All defendants were indicted on counts 1 and 2. Inge Viermetz was excluded from count 3. All defendants pleaded "not guilty".

==Defendants==

| Mug shot | Name | Function | Charges |  |  | Sentence |
|---|---|---|---|---|---|---|
|  | Ulrich Greifelt | Chief of Staff of RKFDV | Found guilty of all three counts |  |  | Life imprisonment; died in prison in 1949 |
|  | Rudolf Creutz | Deputy to Greifelt | Found guilty of all three counts |  |  | 15 years; reduced to 10 years; released in 1951; died in 1980 |
|  | Konrad Meyer-Hetling | Office head in RKFDV | Found guilty of count 3 |  |  | Time already served (since May 27, 1945); released after the judgment; died in 1973 |
|  | Otto Schwarzenberger [de] | Office head in RKFDV | Found guilty of count 3 |  |  | Time already served (since May 2, 1945); released after the judgment; died in 1978 |
|  | Herbert Hübner (SS officer) [de] | Chief of Poznań office of RKFDV and representative of RuSHA in western Poland | Found guilty of all three counts |  |  | 15 years; reduced to 10 years; released in 1951 |
|  | Werner Lorenz | Head of VoMi | Found guilty of all three counts |  |  | 20 years; reduced to 15 years; released in 1954; died in 1974 |
|  | Heinz Brückner [de] | Office head at VoMi | Found guilty of all three counts |  |  | 15 years; reduced to 10 years; released in 1951; died in 1968 |
|  | Otto Hofmann | Head of RuSHA until April 20, 1943, later head of the SS in southwestern Germany | Found guilty of all three counts |  |  | 25 years; reduced to 15 years; released in 1954; died in 1982 |
|  | Richard Hildebrandt | Head of RuSHA, Hofmann's successor | Found guilty of all three counts |  |  | 25 years; turned over to Polish authorities and executed in 1951 |
|  | Fritz Schwalm [de] | Chief of Staff of RuSHA and head of the "Immigration Office" (Einwandererzentrale, EWZ) in Łódź | Found guilty of all three counts |  |  | 10 years; released in 1951; died in 1985 |
|  | Max Sollmann [de] | Head of the Lebensborn society | Found guilty of count 3 |  |  | Time already served (since July 6, 1945); released after the judgment; died in 1978 |
|  | Gregor Ebner | Head of Health Dept. of Lebensborn | Found guilty of count 3 |  |  | Time already served (since July 5, 1945); released after the judgment; died in 1974 |
|  | Günther Tesch [de] | Head of Legal Dept. of Lebensborn | Found guilty of count 3 |  |  | Time already served (since May 13, 1945); released after the judgment; died in 1989 |
|  | Inge Viermetz | Deputy to Sollmann | Acquitted of counts 1 and 2 |  |  | Acquitted; died in 1997 |

The four Lebensborn members were not found guilty on counts 1 and 2 of the indictment.

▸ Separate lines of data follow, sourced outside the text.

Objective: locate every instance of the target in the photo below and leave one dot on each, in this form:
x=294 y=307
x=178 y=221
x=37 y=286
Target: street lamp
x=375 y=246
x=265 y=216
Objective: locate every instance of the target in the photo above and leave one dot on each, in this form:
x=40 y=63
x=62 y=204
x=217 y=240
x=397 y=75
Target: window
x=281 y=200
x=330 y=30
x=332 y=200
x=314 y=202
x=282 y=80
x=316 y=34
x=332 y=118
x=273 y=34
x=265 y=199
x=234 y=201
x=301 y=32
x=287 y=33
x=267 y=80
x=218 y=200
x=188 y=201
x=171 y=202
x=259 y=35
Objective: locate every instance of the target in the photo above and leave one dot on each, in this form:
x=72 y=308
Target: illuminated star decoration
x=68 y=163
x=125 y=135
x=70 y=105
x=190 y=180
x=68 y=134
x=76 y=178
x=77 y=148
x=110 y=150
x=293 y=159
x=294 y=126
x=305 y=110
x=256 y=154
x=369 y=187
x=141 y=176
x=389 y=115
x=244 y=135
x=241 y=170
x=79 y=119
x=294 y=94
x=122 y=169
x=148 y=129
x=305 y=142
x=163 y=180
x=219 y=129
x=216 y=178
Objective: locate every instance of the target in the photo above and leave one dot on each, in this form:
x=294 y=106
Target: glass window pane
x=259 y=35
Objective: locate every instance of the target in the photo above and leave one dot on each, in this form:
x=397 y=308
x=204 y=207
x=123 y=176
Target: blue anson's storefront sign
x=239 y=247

The tribunal considered the Lebensborn society not responsible for the kidnapping of children, which was carried out by others.

Greifelt died in Landsberg Prison on February 6, 1949. Hildebrandt was turned over to Polish authorities. He was put on trial for different atrocities in Poland and sentenced to death. He was hanged on March 10, 1951. Hübner, Brückner, and Schwalm were released in 1951. Also in that year, the sentences of Hofmann and Lorenz were reduced to 15 years, and that of Creutz to 10 years. Hofmann was released in 1954.